1841-03-28, de Pierre-Joseph Proudhon à Monsieur le secrétaire perpétuel de l’Académie de Besançon.

Monsieur le Secrétaire perpétuel, comme je crois ma subsistance désormais assurée à Paris, au moins pour un an, et qu'il est parfaitement inutile pour mes intérêts que j'y encaisse le montant du dernier semestre de la pension Suard, je vous aurais beaucoup d'obligations si vous vouliez me faire payer ce terme échu dans les mains, soit de M. Proudhon, du chapitre, que vous connaissez, soit plutôt de M. Huguenet, prote à mon imprimerie et maintenant mon associé. Je l'ai même chargé de recevoir pour moi cet argent et d'en faire tel usage que je lui désigne. J'ai pris la liberté de vous parler de cela, Monsieur le Secrétaire perpétuel, afin de vous épargner l'envoi d'une correspondance, et à moi celui de payer un change au banquier.
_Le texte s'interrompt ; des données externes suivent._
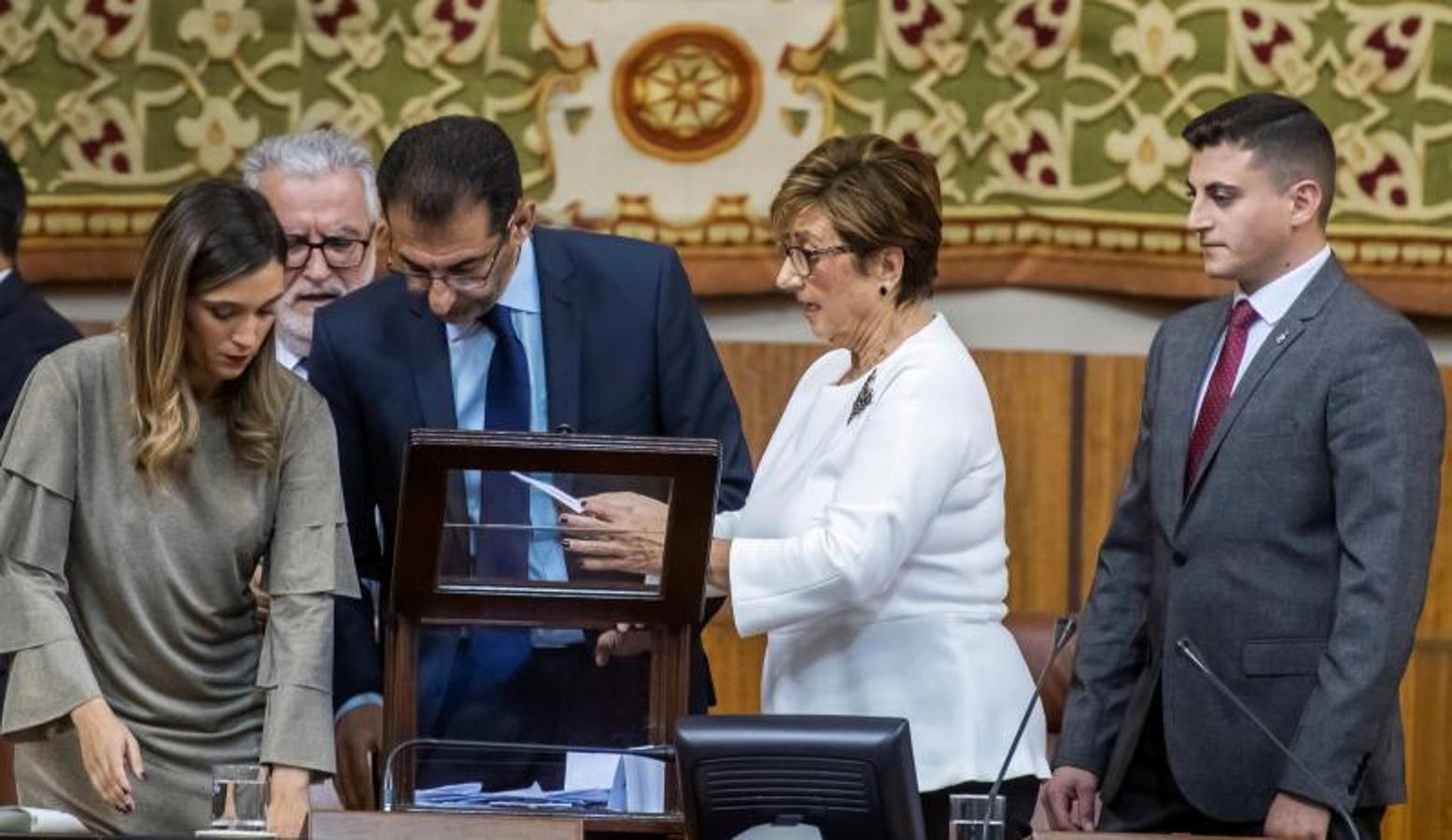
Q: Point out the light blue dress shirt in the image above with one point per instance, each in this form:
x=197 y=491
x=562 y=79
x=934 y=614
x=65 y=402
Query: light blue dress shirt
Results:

L'impression de mon apologie à Blanqui est depuis très-longtemps commencée et ne sera pas finie avant les vacances de Pâques, en sorte que ma brochure ne pourra paraître que dans le second semestre de cette année, et lorsque je ne dépendrai pour ainsi dire plus de l'Académie. Mes nouvelles occupations ont été cause de ce retard; il m'a fallu travailler pour autrui, travailler pour moi-même, et entendre encore à mes affaires domestiques. L'ennui, - la peine d'esprit et les tracasseries se multiplient pour moi avec les années ; joignez à tout cela le travail, et vous ne serez pas surpris si vous entendez dire jamais que j'ai par moment l'air hébété et comme fou. Mes maux de tète deviennent plus fréquents, ma faiblesse organique augmente dans la même proportion. Si je travaille cinq ans encore comme les deux qui viennent de s'écouler, je suis un homme enterré. Le mal de Fallot me gagne.
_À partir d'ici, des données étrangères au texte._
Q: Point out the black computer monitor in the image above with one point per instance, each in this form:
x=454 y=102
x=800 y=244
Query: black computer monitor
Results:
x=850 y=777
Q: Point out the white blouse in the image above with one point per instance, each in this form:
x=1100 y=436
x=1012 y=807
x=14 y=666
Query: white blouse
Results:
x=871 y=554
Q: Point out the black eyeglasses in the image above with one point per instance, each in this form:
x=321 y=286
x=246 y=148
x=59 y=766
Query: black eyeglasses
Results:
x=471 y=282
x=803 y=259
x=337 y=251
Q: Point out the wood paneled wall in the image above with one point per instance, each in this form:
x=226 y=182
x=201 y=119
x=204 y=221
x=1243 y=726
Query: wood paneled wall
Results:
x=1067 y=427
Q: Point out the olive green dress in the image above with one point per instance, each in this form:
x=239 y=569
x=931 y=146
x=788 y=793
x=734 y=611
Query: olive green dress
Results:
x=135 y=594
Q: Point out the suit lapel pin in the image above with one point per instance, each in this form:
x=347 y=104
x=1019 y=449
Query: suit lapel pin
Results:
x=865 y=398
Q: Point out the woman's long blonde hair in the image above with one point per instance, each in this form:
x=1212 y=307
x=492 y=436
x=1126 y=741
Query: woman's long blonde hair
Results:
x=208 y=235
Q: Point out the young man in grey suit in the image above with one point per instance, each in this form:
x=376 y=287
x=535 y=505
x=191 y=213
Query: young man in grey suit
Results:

L'Académie est un peu la cause de mes maux, bien que je lui doive tout ce que j'ai appris; et je ne sais encore sur quel ton je devrai la remercier au mois d'août prochain. C'est elle qui m'a poussé à l'esclavage où je me trouve, et qui m'a préparé la plus rude épreuve qu'une vertu humaine puisse soutenir. Jamais homme ne prit tant de peine pour s'assurer un peu d'indépendance et ne fut si constamment et si fatalement tenu dans la servitude. J'ai écrit contre la propriété; mais je crois qu'il me manquait quelque chose pour la bien connaître, et que la Providence, par le ministère de l'Académie, m'a mis où je suis.
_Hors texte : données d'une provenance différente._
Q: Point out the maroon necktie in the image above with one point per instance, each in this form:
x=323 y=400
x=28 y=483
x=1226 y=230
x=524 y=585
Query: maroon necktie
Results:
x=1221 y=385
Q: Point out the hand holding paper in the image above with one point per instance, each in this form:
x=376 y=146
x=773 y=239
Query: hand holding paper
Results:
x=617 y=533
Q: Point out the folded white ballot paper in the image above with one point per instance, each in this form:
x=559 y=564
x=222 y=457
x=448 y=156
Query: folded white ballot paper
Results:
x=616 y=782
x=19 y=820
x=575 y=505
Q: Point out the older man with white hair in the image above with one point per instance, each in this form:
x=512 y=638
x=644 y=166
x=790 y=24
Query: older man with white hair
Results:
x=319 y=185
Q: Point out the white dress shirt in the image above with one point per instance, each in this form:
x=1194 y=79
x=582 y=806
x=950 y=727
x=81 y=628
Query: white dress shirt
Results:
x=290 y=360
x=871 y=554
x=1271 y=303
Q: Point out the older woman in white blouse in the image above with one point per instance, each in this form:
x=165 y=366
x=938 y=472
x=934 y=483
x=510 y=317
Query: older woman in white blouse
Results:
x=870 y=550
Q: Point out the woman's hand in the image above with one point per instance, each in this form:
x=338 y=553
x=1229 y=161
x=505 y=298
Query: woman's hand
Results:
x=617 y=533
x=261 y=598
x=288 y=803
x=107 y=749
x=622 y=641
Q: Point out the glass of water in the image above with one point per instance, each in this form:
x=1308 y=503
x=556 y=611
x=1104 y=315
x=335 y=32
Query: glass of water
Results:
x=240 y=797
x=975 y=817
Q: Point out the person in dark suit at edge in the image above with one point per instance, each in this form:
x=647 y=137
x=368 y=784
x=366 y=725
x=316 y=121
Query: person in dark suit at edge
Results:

Je ne me plains pas de l'homme avec qui je travaille; assurément c'est un homme de coeur, d'honneur, de bonne foi. Malheureusement, il n'y a rien de plus de commun entre nous. Doué d'un esprit brillant, léger, voltairien, vaudevilliste, mon propriétaire exploiteur n'a pas plus de réflexion que son chat, n'entend rien aux choses sérieuses, et ne saurait me comprendre. Nous faisons un livre ensemble, mais il faut que j'en fasse, pour ma part, le fond, la philosophie, l'histoire, la dogmatique, l'application et le style. Il faut que je donne des idées à un homme qui n'en a pas, et un corps à ces idées.

Puis, n'étant pas maître de mon sujet et de ma pensée, il faut que j'écrive des ébauches informes que j'entends critiquer avec beaucoup de franchise, c'est-à-dire de vivacité, quelquefois d'incompétence, ce qui me fatigue et me lasse. Cependant je dois dire, à la louange de mon maître et de ses conseils, qu'ils ont trouvé ingénieuses, excellentes même, certaines idées capitales sur la philosophie de l'histoire, la judiciaire et la psychologie, et que maintenant on est à me pousser pour que j'y donne suite et que j'y ramène tout l'ouvrage. J'ai d'abord regretté (ce sentiment est de l'amour-propre, mais il est bien naturel) d'avoir livré de belles choses qui me pouvaient faire beaucoup d'honneur; mais j'en ai bientôt pris mon parti. Je me suis d'abord reproché ce mouvement d'égoïsme, en me disant que les vérités à découvrir étaient infinies, et que je n'avais qu'à travailler pour moi comme je faisais pour les autres ; puis je me suis promis d'exploiter plus tard le livre que je fais, et qui ne peut paraître sous mon nom. Voici comment :

Les doctrines historico-politiques qu'il renferme ne présentent rien au premier coup d'oeil que de grand, de beau, de providentiel, si j'ose ainsi dire, mais elles font partie d'une vaste étude sur les législations, étude qui aura pour but la démonstration, sous des formes neuves, des principes que je défends.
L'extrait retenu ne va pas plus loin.